Zero tolerance for corporate crime
Much has been made in the media during the week of the Zero
Tolerance principle in the so-called fight against crime. The
theory originated on the streets of New York where police
enforced every possible legal infringement as part of an overall
campaign to reduce the level of crime in the city.
Here on the Workers in Struggle page we were fascinated with the
proposal which has won so many friends this side of the Atlantic,
including Tony Blair, Mary Harney and newest convert Bertie
Ahern. We turned our minds to the full possibilities of Zero
Tolerance and wonder could it be applied to all crime including:
- Employers who are in breach of Labour Court judgements and
Labour Relations Commission recommendations. This would include
the public sector and so government ministers might find
themselves behind bars;
- Companies who breach environmental regulations;
- Tax fraudsters. Would we finally see an end to amnesties and
instead have prosecution and prison sentences for those who, to
quote Michael Lowry, fail to ``have their tax affairs in order''?

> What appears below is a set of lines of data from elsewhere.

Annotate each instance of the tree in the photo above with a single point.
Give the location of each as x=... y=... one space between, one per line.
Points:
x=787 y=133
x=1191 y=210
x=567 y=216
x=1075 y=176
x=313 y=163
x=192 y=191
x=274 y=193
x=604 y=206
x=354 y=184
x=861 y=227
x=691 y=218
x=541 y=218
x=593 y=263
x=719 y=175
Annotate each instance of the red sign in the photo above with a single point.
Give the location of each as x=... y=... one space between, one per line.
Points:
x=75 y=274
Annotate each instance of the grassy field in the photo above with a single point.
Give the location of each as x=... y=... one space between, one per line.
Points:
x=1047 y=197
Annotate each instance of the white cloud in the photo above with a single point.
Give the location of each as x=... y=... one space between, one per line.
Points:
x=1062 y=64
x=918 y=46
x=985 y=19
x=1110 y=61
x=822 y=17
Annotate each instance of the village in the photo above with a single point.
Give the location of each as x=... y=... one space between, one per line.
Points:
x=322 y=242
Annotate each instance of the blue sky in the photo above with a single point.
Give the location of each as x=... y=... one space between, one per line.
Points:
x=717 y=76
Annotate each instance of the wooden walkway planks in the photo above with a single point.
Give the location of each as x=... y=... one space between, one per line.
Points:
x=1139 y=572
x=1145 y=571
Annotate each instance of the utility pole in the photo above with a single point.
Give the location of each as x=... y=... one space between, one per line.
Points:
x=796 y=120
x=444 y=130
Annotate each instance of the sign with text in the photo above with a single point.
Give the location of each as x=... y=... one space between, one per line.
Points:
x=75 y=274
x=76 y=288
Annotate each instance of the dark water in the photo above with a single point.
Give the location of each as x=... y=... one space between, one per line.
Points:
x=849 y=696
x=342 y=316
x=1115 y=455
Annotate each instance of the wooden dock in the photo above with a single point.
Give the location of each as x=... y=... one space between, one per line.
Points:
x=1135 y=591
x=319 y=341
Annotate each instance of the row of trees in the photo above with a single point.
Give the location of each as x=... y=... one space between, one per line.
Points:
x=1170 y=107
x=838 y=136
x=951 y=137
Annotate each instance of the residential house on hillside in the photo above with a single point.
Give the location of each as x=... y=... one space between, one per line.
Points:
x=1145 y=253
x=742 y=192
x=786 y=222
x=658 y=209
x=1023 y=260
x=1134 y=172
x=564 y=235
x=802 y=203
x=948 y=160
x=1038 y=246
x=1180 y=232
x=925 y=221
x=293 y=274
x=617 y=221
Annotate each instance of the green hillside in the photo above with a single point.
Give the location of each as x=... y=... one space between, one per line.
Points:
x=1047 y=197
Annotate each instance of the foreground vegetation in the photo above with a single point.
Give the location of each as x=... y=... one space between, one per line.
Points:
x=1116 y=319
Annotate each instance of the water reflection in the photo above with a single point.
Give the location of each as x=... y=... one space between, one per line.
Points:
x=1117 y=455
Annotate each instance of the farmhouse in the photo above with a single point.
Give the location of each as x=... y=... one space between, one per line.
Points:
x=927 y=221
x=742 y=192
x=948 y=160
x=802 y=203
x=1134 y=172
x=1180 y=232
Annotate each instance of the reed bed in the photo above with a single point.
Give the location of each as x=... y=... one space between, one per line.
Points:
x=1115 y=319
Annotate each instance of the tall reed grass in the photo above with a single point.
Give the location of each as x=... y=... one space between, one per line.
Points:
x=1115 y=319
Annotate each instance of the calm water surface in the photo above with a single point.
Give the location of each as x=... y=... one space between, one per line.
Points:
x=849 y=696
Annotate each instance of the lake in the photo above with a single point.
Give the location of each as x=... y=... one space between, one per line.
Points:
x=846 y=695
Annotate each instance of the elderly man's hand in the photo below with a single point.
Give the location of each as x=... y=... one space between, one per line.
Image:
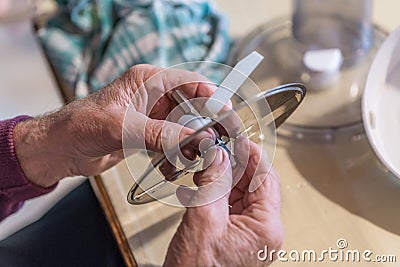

After all, you can get a week in Mountjoy for shoplifting £50
worth of goods, but you can't seem to get a day for £5,000 in
unpaid taxes;
Successful fraud prosecutions have been thin on the ground over
the last two years. But fraud, embezzlement, robbery and bribery
is a thriving industry. Would we see those company bosses and
others who selectively disappear with all the money being pursued
across national boundaries to those sunnier climates they seem to
end up in?
The only drawback to all of this is that if Zero Tolerance was
applied to these crimes we really would have to double or treble
our available prison places. Now there's a thought.